Source: Springer Online Journal Archives 1860-2000

Topics: Medicine

Notes: Abstract Aging influences the disposition and effects of several classes of drugs. Although drug clearance rate is correlated with toxicity for many anticancer drugs, few data have been published concerning the relationship of aging and clearance of chemotherapy. This study was performed to identify any relationship between age and clearance rate for anticancer drugs in phase I trials at the Johns Hopkins Oncology Center. In a retrospective study, we examined the clinical and pharmacokinetic data for 344 adults (aged 21–77 years) who received 9 phase I drugs with linear clearance in 13 clinical trials. We sought correlations between age and clearance for each drug and for the whole group.

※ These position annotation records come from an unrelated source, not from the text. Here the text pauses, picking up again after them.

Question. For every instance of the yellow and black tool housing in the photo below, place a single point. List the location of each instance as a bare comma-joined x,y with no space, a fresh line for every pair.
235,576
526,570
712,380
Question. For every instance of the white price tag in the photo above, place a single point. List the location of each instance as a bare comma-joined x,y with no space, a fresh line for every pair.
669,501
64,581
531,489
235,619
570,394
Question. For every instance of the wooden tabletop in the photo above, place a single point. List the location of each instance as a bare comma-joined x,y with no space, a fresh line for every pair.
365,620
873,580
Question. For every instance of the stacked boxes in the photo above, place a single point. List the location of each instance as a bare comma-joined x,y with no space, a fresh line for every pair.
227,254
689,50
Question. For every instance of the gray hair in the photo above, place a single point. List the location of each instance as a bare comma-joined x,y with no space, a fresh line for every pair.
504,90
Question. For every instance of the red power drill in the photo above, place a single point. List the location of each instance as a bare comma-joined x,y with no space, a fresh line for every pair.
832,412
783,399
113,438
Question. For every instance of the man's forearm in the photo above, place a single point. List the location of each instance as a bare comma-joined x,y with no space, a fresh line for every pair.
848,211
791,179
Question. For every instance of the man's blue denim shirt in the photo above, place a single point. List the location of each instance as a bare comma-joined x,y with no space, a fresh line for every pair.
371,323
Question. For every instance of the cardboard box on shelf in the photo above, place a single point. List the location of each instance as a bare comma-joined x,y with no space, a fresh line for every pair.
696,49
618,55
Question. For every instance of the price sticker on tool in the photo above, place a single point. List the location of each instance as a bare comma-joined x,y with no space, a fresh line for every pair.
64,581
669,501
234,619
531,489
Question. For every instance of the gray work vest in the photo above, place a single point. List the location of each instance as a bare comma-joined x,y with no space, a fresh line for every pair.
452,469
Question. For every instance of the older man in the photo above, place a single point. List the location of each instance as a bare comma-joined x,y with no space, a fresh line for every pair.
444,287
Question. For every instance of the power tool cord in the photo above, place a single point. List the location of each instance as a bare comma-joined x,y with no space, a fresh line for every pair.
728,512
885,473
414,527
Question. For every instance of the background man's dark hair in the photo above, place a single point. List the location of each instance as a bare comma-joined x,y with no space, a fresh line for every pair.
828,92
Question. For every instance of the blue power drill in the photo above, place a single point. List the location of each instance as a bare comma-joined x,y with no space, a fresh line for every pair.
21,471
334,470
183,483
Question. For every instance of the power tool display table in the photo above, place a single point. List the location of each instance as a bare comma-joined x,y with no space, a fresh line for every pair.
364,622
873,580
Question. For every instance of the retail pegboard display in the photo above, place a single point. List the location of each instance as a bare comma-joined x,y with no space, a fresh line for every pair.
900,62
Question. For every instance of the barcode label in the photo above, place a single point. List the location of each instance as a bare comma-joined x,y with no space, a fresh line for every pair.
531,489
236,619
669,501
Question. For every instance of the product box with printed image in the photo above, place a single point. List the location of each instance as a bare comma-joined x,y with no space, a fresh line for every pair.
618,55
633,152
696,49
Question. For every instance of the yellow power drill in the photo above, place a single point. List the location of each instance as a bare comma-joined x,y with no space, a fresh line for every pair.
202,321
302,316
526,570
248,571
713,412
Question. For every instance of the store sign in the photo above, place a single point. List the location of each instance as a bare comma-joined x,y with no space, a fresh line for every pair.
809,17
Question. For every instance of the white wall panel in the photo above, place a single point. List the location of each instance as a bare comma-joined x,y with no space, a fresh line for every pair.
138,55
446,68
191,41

Data available for 9 of the 13 trials were used to compare age (〈65 or 〉65 years) versus dose delivered [〈 the maximum tolerated dose (MTD) vs ≥ the MTD] or toxicity (〈 grade 3 vs ≥ grade 3). Of 344 patients, 81 (23.5%) were 〉65 years old, 34 (9.9%) were ≥70 years old, and 5 (1.5%) were ≥75 years old. There was no significant correlation between drug clearance and age for individual drugs or the group as a whole. There was no significant difference between patients of the older and younger age groups with regard to dose or toxicity. Although only a small number of patients aged ≥75 years were treated, our results suggest that the elderly do not experience greater toxicity even when treated at doses comparable with those given younger patients and should not be excluded from phase I trials on the basis of age. As the population of the United States ages, more elderly patients will be candidates for chemotherapy. A more thorough examination of the relationships between age, clearance rate, and toxicity can be accomplished as active drugs enter phase II/III studies.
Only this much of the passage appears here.